En la escena del arte contemporáneo , las nuevas creaciones de imagineria religiosa tradicional tienen nula presencia y denostado valor, quizá por repetir manoseados modelos barrocos sin la menor actualización y, lo más importante, por servir a un ámbito como el cofrade, donde el mal gusto y la concentración de horteras y meapilas han materializado todo un Olimpo de la tontuna y la cutrez.
En ese caldo de cultivo, legitimado -como corresponde en esta España de enfermedad crónica- al amparo de una tradición, se cometen impunemente y con la mayor alegría del mundo reiteradas agresiones -cuando no atentados de facto- contra el patrimonio histórico. A la costumbre -que todavía nadie ha cuestionado desde el ámbito del poder cultural y de las administraciones responsables de la protección del patrimonio- de pasear por las calles las grandes obras maestras de la escultura barroca española -que deberían estar expuestas con permanencia en museos-, sometiéndolas a toda suerte de inclemencias meteorológicas y al peligro de una turba exaltada, se suma ahora la moda de encargar los trabajos de restauración de estas imágenes antiguas a imagineros vivos.
La cosa es más grave de lo que parece, pues la praxis de este gremio en el ámbito de la restauración no respeta a veces los preceptos más elementales de la deontología aplicable. Con el beneplácito de obispos y curas, cofrades y capillitas, estos artífices destruyen partes completas de las obras, retallan rostros, manos o ropajes, repolicroman figuras enteras sobre las policromías originales... es decir, una suma de aberraciones irreversibles en toda regla.
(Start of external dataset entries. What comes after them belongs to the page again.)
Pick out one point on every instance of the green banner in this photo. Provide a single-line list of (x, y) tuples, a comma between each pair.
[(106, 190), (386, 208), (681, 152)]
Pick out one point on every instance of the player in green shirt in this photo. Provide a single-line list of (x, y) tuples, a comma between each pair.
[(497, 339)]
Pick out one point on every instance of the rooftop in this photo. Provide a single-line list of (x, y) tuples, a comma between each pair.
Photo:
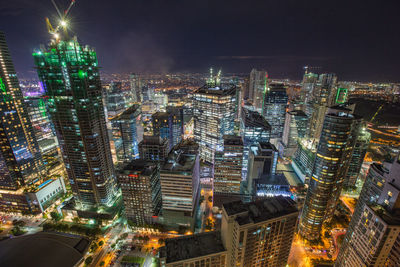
[(153, 140), (224, 90), (179, 161), (254, 119), (260, 210), (193, 246), (267, 145), (275, 179), (132, 110), (297, 112), (43, 249), (141, 166), (231, 140)]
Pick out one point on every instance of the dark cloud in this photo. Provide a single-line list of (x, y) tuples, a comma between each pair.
[(356, 39)]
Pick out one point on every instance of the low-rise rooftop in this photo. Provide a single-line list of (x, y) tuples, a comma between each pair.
[(260, 210), (43, 249), (193, 246)]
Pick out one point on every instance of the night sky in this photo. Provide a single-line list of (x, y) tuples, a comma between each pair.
[(358, 40)]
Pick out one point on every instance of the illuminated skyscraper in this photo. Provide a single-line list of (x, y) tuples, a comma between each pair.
[(141, 190), (214, 111), (258, 84), (228, 166), (70, 76), (20, 159), (168, 125), (115, 99), (274, 108), (127, 133), (259, 233), (306, 95), (323, 97), (262, 162), (153, 148), (180, 182), (254, 129), (357, 157), (339, 132), (136, 88), (42, 127), (373, 236), (296, 123)]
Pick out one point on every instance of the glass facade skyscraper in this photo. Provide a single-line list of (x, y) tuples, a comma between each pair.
[(334, 150), (20, 159), (168, 125), (127, 133), (228, 166), (274, 108), (70, 76), (254, 129), (214, 112)]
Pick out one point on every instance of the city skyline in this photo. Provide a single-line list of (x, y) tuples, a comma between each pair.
[(155, 36), (146, 168)]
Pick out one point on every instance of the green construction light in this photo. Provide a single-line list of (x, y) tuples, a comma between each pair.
[(341, 96), (6, 96), (82, 74)]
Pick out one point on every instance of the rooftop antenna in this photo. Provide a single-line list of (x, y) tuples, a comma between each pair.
[(62, 23)]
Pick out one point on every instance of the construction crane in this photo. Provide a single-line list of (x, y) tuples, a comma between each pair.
[(376, 113), (62, 24)]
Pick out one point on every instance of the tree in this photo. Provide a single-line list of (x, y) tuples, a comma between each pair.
[(55, 216), (88, 260)]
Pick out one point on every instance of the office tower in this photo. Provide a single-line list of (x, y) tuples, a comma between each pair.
[(254, 129), (20, 158), (339, 132), (136, 88), (258, 84), (307, 89), (180, 184), (147, 93), (70, 76), (168, 125), (303, 159), (141, 190), (24, 187), (205, 249), (259, 233), (262, 161), (271, 186), (228, 166), (296, 123), (274, 108), (323, 96), (214, 111), (115, 99), (127, 131), (373, 236), (357, 157), (153, 148), (42, 127), (341, 96)]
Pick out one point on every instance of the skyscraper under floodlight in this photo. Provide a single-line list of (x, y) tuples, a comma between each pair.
[(20, 158), (274, 108), (339, 132), (69, 72), (214, 111)]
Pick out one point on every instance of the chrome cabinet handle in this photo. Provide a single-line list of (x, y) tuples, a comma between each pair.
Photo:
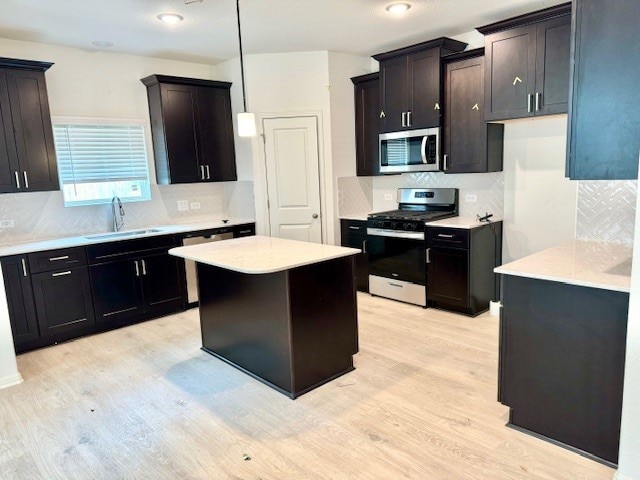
[(60, 274)]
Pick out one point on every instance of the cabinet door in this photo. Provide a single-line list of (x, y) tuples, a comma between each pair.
[(163, 283), (448, 276), (393, 96), (604, 120), (465, 133), (217, 150), (22, 312), (423, 87), (8, 156), (75, 312), (367, 99), (32, 129), (552, 68), (117, 290), (179, 113), (510, 70)]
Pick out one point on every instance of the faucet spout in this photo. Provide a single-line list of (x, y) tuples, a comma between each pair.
[(117, 215)]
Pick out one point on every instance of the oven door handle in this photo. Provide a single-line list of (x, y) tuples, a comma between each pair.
[(380, 232)]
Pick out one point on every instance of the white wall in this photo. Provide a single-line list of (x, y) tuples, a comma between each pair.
[(629, 459), (540, 203)]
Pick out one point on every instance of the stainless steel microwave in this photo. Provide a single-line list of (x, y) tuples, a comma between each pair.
[(410, 151)]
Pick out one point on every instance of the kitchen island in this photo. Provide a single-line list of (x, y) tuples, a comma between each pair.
[(562, 344), (282, 311)]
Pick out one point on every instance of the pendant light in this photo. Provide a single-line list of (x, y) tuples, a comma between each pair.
[(246, 120)]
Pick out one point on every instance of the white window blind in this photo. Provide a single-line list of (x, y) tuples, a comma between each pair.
[(98, 161)]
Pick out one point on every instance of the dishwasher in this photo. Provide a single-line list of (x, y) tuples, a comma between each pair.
[(190, 265)]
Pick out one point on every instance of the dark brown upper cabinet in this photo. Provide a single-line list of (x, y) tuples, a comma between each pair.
[(604, 123), (27, 152), (527, 64), (192, 129), (471, 145), (411, 85), (367, 103)]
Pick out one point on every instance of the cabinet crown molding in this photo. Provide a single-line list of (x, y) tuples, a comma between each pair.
[(445, 43), (526, 19)]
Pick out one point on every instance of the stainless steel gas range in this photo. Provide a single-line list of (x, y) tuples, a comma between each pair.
[(396, 242)]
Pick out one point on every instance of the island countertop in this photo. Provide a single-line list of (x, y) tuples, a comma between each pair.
[(259, 254), (583, 263)]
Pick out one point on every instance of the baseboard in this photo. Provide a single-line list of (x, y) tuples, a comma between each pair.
[(619, 476), (10, 381)]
Como escultores de hoy que quieren dejar su impronta, poco les importa que lo que están interviniendo sea un Martinez Montañés o un José de Mora; el engreimiento y narcisismo de muchos imagineros, que ejercen de grandes artistas, daría para hablar largo y tendido, pero no es cosa de extendernos más aquí y ahora. El gremio de los restauradores verdaderos, formados técnica y éticamente en la cosa, vienen denunciando, sin éxito, este intrusismo desde hace ya mucho tiempo, sin que la administración competente se digne a poner freno a los desmanes y se decida, de una vez por todas, a regular por ley la profesión del restaurador, exigiendo a los supuestos facultativos que vayan a intervenir bienes culturales la formación y acreditación necesarias.